Les tueurs de masse présentent souvent le profil de gens marginalisés, en rupture avec le groupe. Une partie d’entre eux ont ainsi déjà subi des humiliations ou intimidations à répétition dans leur jeunesse, dans le milieu scolaire ou familial. « Il y a pratiquement toujours un grief personnel qui orientera une personne vers des meurtres de masse », affirmait, en 2015, le docteur J. Reid Meloy, un psychologue médico-légal, au New York Times.

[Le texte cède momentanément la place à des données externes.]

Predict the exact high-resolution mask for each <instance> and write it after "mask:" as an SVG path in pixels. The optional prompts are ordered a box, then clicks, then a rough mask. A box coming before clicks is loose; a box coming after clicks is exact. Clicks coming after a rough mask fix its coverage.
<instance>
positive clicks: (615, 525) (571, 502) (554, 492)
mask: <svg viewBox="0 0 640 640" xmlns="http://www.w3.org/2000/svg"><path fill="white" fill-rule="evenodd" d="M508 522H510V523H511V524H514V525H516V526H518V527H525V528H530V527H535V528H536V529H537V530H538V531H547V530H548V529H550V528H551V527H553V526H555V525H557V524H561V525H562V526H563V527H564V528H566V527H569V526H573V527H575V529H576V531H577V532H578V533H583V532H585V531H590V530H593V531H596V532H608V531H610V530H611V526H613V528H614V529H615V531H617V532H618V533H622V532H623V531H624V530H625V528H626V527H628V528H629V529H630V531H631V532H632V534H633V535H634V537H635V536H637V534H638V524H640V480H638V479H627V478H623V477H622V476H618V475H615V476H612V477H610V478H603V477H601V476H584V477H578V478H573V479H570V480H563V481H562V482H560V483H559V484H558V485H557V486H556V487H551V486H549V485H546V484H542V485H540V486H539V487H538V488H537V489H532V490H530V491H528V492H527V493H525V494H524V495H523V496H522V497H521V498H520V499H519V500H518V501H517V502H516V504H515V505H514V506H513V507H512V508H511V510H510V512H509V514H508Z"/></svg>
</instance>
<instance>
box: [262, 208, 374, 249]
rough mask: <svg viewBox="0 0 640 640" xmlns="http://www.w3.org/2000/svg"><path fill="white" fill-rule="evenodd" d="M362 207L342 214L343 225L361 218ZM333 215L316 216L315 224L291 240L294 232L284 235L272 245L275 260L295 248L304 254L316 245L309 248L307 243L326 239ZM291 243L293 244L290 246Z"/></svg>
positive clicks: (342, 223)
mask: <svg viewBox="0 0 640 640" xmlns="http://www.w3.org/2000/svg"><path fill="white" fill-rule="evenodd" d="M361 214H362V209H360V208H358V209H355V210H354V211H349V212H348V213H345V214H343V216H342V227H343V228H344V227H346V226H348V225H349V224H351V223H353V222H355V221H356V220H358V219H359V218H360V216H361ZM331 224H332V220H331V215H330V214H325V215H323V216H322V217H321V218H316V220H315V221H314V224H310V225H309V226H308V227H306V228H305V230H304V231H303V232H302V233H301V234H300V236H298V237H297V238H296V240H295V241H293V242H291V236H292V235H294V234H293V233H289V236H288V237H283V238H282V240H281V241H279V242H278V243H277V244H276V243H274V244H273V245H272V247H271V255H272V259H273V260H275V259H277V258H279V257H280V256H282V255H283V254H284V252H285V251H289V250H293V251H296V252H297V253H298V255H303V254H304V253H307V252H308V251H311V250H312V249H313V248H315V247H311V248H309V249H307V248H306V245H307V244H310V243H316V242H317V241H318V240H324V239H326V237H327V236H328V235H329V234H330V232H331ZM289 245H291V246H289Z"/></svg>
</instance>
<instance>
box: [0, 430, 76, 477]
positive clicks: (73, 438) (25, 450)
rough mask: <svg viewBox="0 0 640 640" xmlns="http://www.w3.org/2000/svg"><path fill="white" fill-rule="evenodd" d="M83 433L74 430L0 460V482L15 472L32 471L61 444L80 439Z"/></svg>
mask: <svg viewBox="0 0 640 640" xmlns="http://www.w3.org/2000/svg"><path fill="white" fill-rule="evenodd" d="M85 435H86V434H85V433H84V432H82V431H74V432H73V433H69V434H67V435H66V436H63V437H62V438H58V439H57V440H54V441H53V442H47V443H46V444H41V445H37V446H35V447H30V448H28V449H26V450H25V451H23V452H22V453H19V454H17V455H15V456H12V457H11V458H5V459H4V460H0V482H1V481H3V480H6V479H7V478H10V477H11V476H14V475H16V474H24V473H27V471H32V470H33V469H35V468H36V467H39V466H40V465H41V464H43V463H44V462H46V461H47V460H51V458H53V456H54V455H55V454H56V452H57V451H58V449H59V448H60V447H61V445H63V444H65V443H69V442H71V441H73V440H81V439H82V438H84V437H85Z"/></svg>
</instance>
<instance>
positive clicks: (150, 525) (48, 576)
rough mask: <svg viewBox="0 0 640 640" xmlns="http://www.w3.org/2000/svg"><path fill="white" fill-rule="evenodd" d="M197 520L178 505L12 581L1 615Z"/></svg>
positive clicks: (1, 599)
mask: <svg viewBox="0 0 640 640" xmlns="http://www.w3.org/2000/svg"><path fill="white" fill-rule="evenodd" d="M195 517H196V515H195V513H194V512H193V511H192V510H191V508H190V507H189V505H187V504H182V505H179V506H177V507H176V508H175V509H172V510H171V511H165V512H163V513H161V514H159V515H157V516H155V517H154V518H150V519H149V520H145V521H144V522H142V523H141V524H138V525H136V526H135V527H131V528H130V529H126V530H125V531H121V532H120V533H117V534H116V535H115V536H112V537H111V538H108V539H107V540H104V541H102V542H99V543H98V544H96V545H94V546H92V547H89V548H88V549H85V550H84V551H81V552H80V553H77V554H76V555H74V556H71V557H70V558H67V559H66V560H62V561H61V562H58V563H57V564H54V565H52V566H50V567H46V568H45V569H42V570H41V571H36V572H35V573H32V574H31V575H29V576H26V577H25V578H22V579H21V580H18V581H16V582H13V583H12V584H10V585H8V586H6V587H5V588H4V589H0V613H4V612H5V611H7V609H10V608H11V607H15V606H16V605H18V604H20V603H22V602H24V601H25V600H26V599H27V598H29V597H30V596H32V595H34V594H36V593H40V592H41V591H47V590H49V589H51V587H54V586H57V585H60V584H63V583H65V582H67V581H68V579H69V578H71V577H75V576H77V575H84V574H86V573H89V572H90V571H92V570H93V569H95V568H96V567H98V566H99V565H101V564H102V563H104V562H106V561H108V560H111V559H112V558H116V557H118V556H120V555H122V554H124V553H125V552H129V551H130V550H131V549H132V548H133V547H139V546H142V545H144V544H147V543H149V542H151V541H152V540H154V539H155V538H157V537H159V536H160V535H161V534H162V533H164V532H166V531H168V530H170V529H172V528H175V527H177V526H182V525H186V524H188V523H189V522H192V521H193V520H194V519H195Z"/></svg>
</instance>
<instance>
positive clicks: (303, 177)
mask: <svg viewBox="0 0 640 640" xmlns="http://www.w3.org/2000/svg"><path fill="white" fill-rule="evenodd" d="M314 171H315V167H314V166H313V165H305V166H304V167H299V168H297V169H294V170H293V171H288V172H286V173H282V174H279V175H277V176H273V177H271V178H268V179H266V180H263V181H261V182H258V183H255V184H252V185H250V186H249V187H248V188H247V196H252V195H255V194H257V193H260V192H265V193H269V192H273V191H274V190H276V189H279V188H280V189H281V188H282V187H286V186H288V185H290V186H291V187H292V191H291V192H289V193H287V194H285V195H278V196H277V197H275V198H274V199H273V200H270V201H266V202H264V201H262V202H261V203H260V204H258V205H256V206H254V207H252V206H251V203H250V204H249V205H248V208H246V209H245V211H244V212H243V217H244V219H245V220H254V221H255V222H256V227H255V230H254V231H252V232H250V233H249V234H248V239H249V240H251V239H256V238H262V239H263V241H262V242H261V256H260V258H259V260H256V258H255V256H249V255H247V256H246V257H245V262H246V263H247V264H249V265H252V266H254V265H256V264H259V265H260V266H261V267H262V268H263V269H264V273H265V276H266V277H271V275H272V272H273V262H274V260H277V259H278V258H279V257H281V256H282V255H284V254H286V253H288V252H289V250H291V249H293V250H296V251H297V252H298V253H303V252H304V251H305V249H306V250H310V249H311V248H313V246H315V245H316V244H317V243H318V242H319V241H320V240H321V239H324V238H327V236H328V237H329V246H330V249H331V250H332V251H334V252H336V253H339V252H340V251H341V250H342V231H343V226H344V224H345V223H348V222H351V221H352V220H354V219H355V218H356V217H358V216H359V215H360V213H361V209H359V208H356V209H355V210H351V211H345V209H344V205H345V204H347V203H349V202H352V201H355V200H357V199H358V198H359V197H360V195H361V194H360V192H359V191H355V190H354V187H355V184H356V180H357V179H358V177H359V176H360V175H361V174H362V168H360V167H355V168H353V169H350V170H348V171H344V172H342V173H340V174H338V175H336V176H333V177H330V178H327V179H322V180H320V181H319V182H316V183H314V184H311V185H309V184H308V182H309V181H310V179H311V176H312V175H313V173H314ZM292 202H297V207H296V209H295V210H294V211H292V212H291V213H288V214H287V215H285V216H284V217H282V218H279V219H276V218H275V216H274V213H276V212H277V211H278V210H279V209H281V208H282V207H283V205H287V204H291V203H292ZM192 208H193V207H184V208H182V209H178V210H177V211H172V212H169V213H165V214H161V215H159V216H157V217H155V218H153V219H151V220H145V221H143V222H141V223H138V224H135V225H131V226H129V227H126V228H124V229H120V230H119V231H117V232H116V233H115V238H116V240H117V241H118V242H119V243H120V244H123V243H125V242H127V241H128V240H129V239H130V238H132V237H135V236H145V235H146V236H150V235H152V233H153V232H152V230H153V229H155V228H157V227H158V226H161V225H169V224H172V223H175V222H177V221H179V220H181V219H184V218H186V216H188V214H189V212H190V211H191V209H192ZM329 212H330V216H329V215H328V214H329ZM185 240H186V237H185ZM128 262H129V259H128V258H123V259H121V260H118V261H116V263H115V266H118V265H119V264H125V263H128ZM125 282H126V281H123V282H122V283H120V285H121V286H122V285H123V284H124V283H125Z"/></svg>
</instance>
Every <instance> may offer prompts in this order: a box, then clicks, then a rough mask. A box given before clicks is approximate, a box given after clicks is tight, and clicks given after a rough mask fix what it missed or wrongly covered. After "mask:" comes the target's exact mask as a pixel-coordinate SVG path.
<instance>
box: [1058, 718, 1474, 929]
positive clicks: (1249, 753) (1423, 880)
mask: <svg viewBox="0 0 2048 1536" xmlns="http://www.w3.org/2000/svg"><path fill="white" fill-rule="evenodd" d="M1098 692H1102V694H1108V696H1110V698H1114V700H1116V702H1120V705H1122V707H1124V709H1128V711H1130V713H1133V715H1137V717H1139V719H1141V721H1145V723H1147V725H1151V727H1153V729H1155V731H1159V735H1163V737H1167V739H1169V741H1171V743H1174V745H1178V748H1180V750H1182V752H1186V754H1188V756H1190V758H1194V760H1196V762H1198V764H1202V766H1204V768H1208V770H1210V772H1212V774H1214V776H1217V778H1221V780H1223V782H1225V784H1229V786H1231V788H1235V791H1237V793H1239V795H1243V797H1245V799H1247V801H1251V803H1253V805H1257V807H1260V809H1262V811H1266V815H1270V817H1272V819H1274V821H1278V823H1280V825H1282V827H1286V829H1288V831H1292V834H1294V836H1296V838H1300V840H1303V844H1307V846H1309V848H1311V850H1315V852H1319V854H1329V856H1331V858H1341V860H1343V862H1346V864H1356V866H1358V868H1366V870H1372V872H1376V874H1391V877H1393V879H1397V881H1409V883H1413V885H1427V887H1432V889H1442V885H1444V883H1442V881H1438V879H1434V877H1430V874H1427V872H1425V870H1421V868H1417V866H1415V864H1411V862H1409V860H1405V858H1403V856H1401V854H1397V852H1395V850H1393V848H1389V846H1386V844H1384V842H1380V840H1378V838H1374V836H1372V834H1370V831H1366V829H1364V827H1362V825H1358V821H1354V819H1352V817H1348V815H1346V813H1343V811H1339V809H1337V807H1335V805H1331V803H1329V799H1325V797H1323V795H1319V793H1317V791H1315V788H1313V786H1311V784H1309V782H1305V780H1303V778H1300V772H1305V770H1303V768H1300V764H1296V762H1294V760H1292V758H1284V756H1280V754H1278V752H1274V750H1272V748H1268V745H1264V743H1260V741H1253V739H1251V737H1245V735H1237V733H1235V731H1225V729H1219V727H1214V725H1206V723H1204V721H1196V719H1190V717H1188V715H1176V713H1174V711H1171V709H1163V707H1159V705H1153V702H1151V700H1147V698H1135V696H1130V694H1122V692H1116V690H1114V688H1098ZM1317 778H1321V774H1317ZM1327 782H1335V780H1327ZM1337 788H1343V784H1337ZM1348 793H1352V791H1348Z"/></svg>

La recherche d’une brève notoriété locale ou nationale est souvent une motivation principale ou secondaire des tueurs de masse. C’est le cas pour les tueries ayant lieu dans de petites communautés où tout le monde se connaît. « Le tueur se perçoit comme un marginal et il existe des scénarios culturels qui lui donnent un modèle : l’idée que si vous sortez et tuez des gens, vous allez devenir un antihéros célèbre, qui fera la “une” de tous les journaux », selon Jeffrey Swanson. Christopher Harper-Mercer, qui a tué neuf personnes en octobre 2015 sur un campus universitaire, avait écrit dans un post de blog avant son action : « Il semble que plus vous tuez de personnes, plus vous êtes sous les feux de la rampe. » Dylan Klebold, qui a assassiné treize personnes au lycée de Columbine en 1999, avait affirmé dans une vidéo filmée, avant la tuerie, que « les réalisateurs de films se battront pour raconter cette histoire ».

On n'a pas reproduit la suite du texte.